In 2013, Donald Trump attended the Miss Universe contest held in Moscow, a moment which Luke Harding believes is significant to his eventual assent to presidency. He insisted that typical KGB monitoring techniques were used on Trump during his stay, which may have given Russia significant leverage over Trump. “Why is Trump always nice about Putin?” Harding questioned the audience. “Why will he never criticise him? Does Russia have compromising material on Trump?”

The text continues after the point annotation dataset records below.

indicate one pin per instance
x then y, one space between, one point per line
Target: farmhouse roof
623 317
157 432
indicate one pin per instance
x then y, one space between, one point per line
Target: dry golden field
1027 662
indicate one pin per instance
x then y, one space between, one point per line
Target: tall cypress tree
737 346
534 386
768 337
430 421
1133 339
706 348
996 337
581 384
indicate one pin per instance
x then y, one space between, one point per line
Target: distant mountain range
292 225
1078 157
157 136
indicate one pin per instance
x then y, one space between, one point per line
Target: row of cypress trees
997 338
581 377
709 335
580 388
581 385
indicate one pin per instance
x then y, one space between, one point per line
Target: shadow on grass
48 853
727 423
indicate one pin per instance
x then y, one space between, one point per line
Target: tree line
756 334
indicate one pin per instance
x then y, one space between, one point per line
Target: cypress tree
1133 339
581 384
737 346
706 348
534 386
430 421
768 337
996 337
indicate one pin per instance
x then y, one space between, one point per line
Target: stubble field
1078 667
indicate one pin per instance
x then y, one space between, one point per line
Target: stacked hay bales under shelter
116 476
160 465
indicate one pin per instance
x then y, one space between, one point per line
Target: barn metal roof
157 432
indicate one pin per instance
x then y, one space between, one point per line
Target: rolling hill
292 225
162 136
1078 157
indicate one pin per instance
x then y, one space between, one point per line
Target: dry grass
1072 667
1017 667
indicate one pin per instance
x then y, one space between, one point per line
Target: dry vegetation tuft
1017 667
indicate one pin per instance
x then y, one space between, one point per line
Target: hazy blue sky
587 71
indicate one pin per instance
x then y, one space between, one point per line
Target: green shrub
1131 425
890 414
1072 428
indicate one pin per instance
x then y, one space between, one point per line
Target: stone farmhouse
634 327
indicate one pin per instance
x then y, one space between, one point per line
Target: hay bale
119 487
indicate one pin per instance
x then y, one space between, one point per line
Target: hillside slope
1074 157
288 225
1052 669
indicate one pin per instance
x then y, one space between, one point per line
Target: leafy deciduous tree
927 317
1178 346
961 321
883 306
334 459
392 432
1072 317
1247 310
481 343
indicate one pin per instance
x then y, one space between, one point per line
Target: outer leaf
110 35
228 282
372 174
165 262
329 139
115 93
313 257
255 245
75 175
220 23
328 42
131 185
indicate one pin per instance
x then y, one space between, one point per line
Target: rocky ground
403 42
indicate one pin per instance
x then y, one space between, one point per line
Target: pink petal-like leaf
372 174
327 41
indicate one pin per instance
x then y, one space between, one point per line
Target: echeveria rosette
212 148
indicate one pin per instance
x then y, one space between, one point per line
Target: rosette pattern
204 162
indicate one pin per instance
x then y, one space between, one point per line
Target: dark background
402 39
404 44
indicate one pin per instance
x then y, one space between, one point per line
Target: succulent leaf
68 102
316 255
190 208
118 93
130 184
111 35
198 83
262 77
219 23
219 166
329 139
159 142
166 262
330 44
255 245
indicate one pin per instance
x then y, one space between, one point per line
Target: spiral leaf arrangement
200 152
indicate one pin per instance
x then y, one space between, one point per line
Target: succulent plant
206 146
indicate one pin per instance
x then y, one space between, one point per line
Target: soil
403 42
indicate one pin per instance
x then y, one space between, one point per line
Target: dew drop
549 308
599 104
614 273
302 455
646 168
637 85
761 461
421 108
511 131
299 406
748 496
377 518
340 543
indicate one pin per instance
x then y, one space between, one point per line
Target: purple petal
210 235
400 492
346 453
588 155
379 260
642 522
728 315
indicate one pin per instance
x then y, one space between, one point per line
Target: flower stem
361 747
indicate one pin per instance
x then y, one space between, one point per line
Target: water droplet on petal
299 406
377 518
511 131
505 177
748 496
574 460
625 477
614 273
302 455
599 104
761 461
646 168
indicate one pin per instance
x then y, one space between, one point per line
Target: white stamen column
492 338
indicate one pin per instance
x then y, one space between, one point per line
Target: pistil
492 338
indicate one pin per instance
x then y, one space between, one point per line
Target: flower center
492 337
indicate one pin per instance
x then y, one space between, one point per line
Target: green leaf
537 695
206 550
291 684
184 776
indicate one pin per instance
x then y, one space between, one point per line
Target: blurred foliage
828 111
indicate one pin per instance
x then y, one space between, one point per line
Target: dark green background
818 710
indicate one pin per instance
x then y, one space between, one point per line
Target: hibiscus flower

To demonstrate the influence of KGB tactics, Harding paused to tell an anecdote from his own life in Moscow. Working as a foreign journalist, Harding became a prime target for surveillance, particularly due to his critical stances on major Russian political issues. After a break-in at his Moscow flat, Harding became aware that secret cameras had been installed and the FSB were carefully monitoring his private life. Harding noted several instances when his phone connection was disrupted during conversations regarding sensitive matters, and recalled a time when he came home to find the previously closed window beside his son’s bed left wide open- a gesture which he understood to be a warning from the FSB. More amusingly, Harding spoke of a time when a small gift was left on his bedside table after a family holiday- a sex manual, with a section about orgasms earmarked. Although Harding appeared to see the humour in these scare tactics, he insisted that his own personal experience of surveillance demonstrates the proficiency of the Russian security services in finding a person’s vulnerability and using it against them.
Thus, according to Harding, a combination of the 2016 hacking, economic ties between Trump and Putin, and possible surveillance by the Russian security agency all assisted Trump in winning the presidency. However, Harding insists that “Putin didn’t think Trump would win”- rather, he was used to discredit Hillary Clinton and weaken her power, leaving Russia to do what they wanted in the global arena. Millions voted for Trump and “we can’t say Trump won thanks to Putin, but Putin did push him over the finish line.”
While some suggestions may seem slightly far-fetched (what information could Russia have on Trump that would damage his international reputation even further?), Harding’s talk gave an interesting insight into his own experiences living in Russia and provided ample material for a lively debate about the likelihood and effect of any collusion.